Usually I’m late to endorse, and rarely endorse in State Rep races. But this is different. Tommy Vitolo, our own stomv on Blue Mass. Group, is running for State Rep (15th Norfolk, Brookline) to replace the retiring Frank Smizik. Tommy was Smizik’s campaign treasurer, and a Town Meeting member and Constable. He’s facing a formidable opponent in the primary.
Tommy has been a friend to this site since we started it in 2004, having provided high-value, expert commentary, particularly on energy issues. He has a PhD in Systems Engineering from BU. Professionally, he is an Senior Associate for Synapse Energy, advising on how to integrate renewables and decarbonize electricity markets. He has testified or advised energy regulators and policymakers in 20+ states and DC. BMG readers know he is passionate about energy, renewables, conservation, and transit. He knows the high-tech, wonky solutions (solar incentives, e.g.); and also the low-tech ones (conservation). He’s advised us, both on this site and in person. I can attest that he’s a great guy personally — warm, smart, real, and funny.

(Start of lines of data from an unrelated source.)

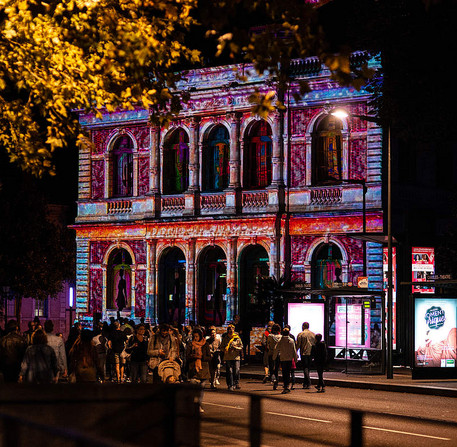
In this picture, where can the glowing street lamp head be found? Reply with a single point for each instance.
(340, 113)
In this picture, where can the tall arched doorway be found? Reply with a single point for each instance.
(253, 306)
(119, 280)
(326, 266)
(212, 286)
(172, 286)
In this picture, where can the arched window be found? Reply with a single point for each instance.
(216, 160)
(123, 167)
(257, 159)
(176, 163)
(119, 279)
(327, 266)
(327, 151)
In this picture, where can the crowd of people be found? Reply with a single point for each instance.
(123, 351)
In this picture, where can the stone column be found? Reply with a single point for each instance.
(192, 195)
(233, 192)
(232, 293)
(191, 301)
(154, 171)
(151, 281)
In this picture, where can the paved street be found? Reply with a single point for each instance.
(298, 421)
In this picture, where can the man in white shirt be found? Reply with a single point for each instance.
(58, 345)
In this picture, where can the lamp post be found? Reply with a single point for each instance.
(341, 113)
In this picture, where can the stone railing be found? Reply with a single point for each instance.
(174, 203)
(119, 207)
(212, 202)
(326, 196)
(258, 199)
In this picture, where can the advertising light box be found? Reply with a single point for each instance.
(352, 326)
(435, 333)
(313, 313)
(423, 264)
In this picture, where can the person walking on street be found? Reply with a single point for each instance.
(285, 350)
(273, 362)
(58, 345)
(319, 354)
(231, 348)
(305, 342)
(12, 349)
(40, 362)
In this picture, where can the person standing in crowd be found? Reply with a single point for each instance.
(137, 346)
(285, 350)
(294, 362)
(29, 332)
(305, 342)
(214, 343)
(83, 358)
(319, 355)
(75, 330)
(40, 362)
(163, 347)
(58, 345)
(198, 356)
(231, 348)
(273, 362)
(116, 343)
(100, 342)
(12, 349)
(263, 342)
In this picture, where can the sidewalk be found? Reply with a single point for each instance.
(401, 382)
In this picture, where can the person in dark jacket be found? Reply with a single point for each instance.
(137, 347)
(12, 349)
(40, 361)
(319, 355)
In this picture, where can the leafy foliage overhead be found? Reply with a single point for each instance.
(58, 56)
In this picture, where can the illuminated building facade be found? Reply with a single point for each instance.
(178, 223)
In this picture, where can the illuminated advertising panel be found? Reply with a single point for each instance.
(313, 313)
(435, 333)
(385, 268)
(423, 264)
(352, 329)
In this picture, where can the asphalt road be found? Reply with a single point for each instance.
(308, 418)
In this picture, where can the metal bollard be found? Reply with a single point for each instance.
(356, 429)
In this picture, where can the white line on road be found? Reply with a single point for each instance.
(406, 433)
(224, 406)
(298, 417)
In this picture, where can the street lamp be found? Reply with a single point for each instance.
(342, 114)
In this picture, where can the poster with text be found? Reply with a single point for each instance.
(423, 264)
(435, 333)
(356, 326)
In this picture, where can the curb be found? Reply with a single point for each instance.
(412, 389)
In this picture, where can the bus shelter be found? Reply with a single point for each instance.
(352, 322)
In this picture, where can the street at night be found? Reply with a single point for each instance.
(298, 422)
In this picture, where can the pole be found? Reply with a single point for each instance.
(389, 259)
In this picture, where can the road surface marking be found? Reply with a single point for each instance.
(298, 417)
(406, 433)
(220, 405)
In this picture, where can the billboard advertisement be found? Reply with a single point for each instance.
(435, 333)
(313, 313)
(423, 264)
(352, 325)
(385, 268)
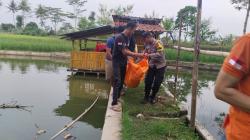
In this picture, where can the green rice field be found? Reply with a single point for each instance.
(33, 43)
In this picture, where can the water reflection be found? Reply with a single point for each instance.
(184, 83)
(82, 92)
(56, 100)
(208, 107)
(24, 63)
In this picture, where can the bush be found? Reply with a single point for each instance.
(7, 27)
(32, 29)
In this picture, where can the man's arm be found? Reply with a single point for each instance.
(127, 52)
(108, 52)
(225, 91)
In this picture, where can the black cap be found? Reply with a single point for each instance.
(131, 25)
(147, 34)
(118, 29)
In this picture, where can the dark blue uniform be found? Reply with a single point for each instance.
(119, 64)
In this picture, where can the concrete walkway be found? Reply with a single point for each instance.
(112, 125)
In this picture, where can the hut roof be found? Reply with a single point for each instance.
(144, 24)
(103, 30)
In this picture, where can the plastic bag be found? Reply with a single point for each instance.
(135, 72)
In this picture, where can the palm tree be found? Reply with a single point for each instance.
(12, 6)
(42, 13)
(25, 8)
(242, 4)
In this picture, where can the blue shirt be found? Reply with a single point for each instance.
(111, 42)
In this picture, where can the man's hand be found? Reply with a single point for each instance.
(225, 91)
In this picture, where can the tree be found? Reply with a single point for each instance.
(206, 31)
(243, 4)
(19, 23)
(31, 29)
(84, 24)
(188, 15)
(12, 6)
(7, 27)
(92, 16)
(153, 15)
(105, 15)
(42, 13)
(77, 7)
(66, 28)
(25, 8)
(126, 10)
(168, 24)
(56, 15)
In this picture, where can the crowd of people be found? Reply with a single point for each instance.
(232, 84)
(123, 45)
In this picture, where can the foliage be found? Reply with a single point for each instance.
(66, 28)
(168, 24)
(105, 15)
(19, 23)
(188, 16)
(206, 32)
(33, 43)
(56, 15)
(84, 23)
(13, 8)
(242, 4)
(77, 7)
(24, 7)
(42, 14)
(31, 29)
(152, 15)
(7, 27)
(92, 16)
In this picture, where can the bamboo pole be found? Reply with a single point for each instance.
(196, 63)
(74, 121)
(177, 60)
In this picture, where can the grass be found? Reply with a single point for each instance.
(171, 54)
(33, 43)
(55, 44)
(150, 129)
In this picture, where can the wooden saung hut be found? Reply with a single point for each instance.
(84, 59)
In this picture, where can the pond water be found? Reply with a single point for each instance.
(209, 109)
(55, 98)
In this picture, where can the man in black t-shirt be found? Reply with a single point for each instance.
(119, 58)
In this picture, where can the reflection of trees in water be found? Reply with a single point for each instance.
(184, 84)
(24, 64)
(82, 92)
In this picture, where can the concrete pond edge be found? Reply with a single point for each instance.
(201, 130)
(112, 125)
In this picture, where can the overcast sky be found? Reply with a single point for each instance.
(224, 17)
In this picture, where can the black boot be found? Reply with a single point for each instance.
(145, 99)
(152, 100)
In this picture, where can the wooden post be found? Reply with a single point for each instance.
(85, 44)
(80, 44)
(73, 44)
(196, 64)
(177, 60)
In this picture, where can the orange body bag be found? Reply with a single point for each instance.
(135, 72)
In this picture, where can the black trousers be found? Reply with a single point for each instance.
(153, 80)
(119, 72)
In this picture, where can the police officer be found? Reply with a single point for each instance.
(119, 58)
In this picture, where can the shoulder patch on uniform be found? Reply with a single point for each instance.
(119, 43)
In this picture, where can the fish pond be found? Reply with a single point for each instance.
(53, 99)
(210, 111)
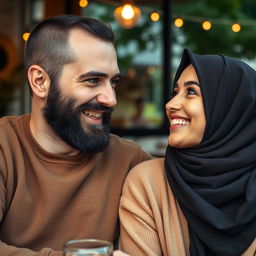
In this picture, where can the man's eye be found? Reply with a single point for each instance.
(115, 82)
(92, 80)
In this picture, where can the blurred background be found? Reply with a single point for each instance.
(150, 38)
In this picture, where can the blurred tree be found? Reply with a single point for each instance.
(219, 39)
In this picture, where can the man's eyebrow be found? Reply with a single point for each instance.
(187, 83)
(94, 74)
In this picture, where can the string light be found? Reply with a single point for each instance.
(206, 25)
(236, 27)
(178, 22)
(127, 15)
(25, 36)
(83, 3)
(154, 16)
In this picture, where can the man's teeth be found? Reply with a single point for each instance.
(93, 114)
(179, 122)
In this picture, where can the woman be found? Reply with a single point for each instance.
(201, 199)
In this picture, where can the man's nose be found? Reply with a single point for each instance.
(107, 96)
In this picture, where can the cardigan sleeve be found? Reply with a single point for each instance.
(138, 234)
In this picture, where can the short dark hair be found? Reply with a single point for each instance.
(48, 46)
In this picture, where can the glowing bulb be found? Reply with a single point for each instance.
(127, 15)
(178, 22)
(83, 3)
(25, 36)
(207, 25)
(127, 12)
(155, 16)
(236, 27)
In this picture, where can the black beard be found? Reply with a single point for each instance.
(64, 119)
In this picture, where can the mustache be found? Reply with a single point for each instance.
(95, 106)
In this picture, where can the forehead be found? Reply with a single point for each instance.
(189, 73)
(92, 53)
(82, 41)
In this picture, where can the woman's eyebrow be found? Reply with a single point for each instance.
(188, 83)
(192, 82)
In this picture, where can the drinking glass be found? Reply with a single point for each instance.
(88, 247)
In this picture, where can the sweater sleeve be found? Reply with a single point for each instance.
(138, 234)
(10, 250)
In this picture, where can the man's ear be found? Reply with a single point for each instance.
(39, 81)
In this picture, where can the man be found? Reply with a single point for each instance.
(61, 170)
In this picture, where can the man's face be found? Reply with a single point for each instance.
(79, 106)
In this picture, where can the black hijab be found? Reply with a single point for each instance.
(215, 181)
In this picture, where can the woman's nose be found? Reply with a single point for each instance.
(174, 103)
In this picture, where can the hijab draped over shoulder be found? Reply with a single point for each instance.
(215, 181)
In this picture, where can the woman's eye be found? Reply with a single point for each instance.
(191, 91)
(174, 93)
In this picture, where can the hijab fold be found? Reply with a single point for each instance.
(215, 181)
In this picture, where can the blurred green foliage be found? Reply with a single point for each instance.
(220, 39)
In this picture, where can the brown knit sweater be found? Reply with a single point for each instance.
(47, 199)
(152, 223)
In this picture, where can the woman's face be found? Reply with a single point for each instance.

This is the moment for people like Tommy to get into making state policy. Right now we’re making epochal decisions regarding energy, environment, and climate readiness; our future literally depends on it. The “bridge to the clean energy future”, as the old saw goes, is not natural gas: It’s sound, reality-based, well-informed policy design — powered by political urgency. We need expert advice to get us from Point A to Point B, with maximum efficiency. For instance: What solar credit system will result in the swiftest growth of clean power? How can the state compensate for the loss of Pilgrim Nuclear without using more fossil fuels? Massachusetts is fortunate to have policy visionaries, like Michelle Wu, the Acadia Center, and the TransitMatters; Tommy’s one of them.
Of course, Tommy’s constituents in Brookline will want to know his views on education, public safety, housing, cost of living, and so forth. I will let him make his case on those subjects. But energy, environment, and transit policy affect everything. They are the existential issues of our time, vis-a-vis global warming. They are the economy (your heating bills); They are social justice and inequality (the unequal costs of pollution born by the most vulnerable). Transit is physical and social mobility; it is cost of living (do you need a car?); it affects whether you can reach a new job, and keep it by showing up reliably.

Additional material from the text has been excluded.